---
license: apache-2.0
base_model: Qwen/Qwen3.6-35B-A3B
base_model_relation: quantized
tags:
- nvfp4
- fp4
- llm-compressor
- compressed-tensors
- vllm
- moe
- qwen3_5_moe
language:
- en
pipeline_tag: text-generation
---

# Qwen3.6-35B-A3B-NVFP4 (self-quantized, llm-compressor)

NVFP4 (4-bit) quantization of [Qwen/Qwen3.6-35B-A3B](https://huggingface.co/Qwen/Qwen3.6-35B-A3B), the hybrid
**Gated-DeltaNet + 256-expert MoE** model (35B total / 3B active, multimodal, thinking-by-default).
Produced in-house with **llm-compressor / compressed-tensors**, tuned for **NVIDIA Blackwell (sm120, RTX PRO 6000)**.

**22.5 GB** (≈3× smaller than the 67 GB BF16 base) — the **smallest** of the public NVFP4 builds, while matching or
beating them on quality and beating two of three on speed.

## Recipe (mixed-precision)

| Component | Precision |
|---|---|
| Routed experts (256/layer, fused) | **NVFP4 weight-only (W4A16)** group-16 |
| Self-attention q/k/v/o + GDN `in_proj_*`/`out_proj` + shared-expert | **FP8** (W8A8, block-128 weight / dynamic group-128 act) |
| Routers, `lm_head`, embeddings, conv1d/SSM, vision tower, MTP | **BF16** |

Why weight-only NVFP4 on experts: on sm120 the native FP4 MoE GEMM is unavailable, so all NVFP4 experts serve via the
**Marlin W4A16** path regardless — W4A16 therefore gives the same speed as W4A4 with less quantization error.
Calibrated with `moe_calibrate_all_experts=True` (every one of the 256 experts receives stats).

## Benchmarks (measured on RTX PRO 6000 / sm120, vLLM 0.23)

lm-eval (thinking-on, `max_gen_toks=8192`, flexible-extract); speed from engine `/metrics`, TP1 solo.
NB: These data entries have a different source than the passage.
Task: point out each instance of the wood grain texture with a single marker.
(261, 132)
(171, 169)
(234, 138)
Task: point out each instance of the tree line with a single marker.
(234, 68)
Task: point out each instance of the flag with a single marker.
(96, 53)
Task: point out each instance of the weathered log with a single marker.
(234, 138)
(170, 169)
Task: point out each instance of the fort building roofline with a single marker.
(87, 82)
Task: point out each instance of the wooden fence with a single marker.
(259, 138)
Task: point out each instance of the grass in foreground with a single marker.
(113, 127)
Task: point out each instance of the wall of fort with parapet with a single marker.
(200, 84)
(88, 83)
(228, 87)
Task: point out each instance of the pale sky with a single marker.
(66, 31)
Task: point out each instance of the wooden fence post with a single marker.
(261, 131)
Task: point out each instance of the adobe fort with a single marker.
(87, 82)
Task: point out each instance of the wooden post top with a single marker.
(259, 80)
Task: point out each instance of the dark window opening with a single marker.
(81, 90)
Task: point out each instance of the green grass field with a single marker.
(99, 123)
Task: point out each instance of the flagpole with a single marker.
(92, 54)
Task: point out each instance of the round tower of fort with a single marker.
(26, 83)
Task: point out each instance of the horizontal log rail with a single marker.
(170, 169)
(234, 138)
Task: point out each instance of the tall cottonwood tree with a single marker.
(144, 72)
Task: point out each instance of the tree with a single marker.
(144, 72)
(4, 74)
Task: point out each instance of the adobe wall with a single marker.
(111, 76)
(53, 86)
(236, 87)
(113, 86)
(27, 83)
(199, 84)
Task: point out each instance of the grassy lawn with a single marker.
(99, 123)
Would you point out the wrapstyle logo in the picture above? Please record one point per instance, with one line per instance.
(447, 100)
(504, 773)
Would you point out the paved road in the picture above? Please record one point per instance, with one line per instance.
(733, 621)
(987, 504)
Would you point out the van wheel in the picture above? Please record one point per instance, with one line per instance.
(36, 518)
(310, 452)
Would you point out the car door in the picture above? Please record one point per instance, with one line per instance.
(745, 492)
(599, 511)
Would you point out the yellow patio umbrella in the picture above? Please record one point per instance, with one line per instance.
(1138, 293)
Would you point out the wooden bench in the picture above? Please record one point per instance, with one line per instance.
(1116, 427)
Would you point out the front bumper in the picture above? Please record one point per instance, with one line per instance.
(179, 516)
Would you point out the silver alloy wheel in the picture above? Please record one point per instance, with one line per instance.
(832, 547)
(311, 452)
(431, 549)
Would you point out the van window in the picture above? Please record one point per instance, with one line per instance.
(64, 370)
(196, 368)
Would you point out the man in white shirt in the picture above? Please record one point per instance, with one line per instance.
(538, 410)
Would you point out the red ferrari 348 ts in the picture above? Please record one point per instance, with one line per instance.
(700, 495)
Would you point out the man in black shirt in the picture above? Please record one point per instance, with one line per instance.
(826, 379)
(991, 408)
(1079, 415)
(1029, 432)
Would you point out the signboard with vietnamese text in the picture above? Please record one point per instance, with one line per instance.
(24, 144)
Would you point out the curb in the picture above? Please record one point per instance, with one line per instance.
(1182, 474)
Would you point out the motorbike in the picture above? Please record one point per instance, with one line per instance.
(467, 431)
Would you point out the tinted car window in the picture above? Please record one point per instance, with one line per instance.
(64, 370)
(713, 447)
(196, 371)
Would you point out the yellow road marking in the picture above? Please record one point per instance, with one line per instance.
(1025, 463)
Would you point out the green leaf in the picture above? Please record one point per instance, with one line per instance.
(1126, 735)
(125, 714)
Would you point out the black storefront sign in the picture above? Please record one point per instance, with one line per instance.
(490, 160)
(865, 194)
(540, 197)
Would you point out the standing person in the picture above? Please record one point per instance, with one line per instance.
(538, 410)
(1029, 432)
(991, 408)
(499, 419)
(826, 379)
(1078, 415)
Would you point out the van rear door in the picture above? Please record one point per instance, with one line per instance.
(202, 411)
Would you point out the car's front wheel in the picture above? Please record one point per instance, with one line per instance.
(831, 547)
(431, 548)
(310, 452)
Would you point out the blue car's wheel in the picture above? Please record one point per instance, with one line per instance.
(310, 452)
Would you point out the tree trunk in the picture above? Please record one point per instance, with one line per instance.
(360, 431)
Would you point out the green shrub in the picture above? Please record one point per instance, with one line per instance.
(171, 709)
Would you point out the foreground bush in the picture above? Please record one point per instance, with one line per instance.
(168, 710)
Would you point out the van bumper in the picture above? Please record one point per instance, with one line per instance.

| Build | MMLU-Pro | GSM8K | single-stream tok/s | N16 tok/s | size |
|---|---|---|---|---|---|
| **this model (our self-quant)** | **0.825** | **0.920** | 200.6 | 1581 | **22.5 GB** |
| unsloth/…-NVFP4 | 0.825 | 0.890 | 175.3 | 1493 | 24.7 GB |
| RedHatAI/…-NVFP4 | 0.819 | 0.910 | 170.0 | 1422 | 24.0 GB |
| nvidia/…-NVFP4 | 0.817 | 0.910 | **223.6** | **1646** | 23.4 GB |

![benchmark](benchmark.png)

- **Pareto-dominates** RedHatAI & unsloth on quality, speed, *and* size.
- **Tied-best quality** (top GSM8K, tied-top MMLU-Pro); **smallest** build.
- nvidia keeps the single-stream/concurrent speed crown (it sits on the sm120 hardware optimum — FP8-attn + W4A16-experts via Marlin); this build matches its scheme and trails only on raw decode throughput.

## Serving (vLLM ≥ 0.23)

```bash
vllm serve <this-repo> --served-model-name qwen3.6-35b-a3b-nvfp4 \
  --max-model-len 262144 --gpu-memory-utilization 0.90 \
  --trust-remote-code --reasoning-parser qwen3 \
  --enable-auto-tool-choice --tool-call-parser qwen3_xml
```

Quantized by `kyaky` with llm-compressor. Base model © Qwen, Apache-2.0.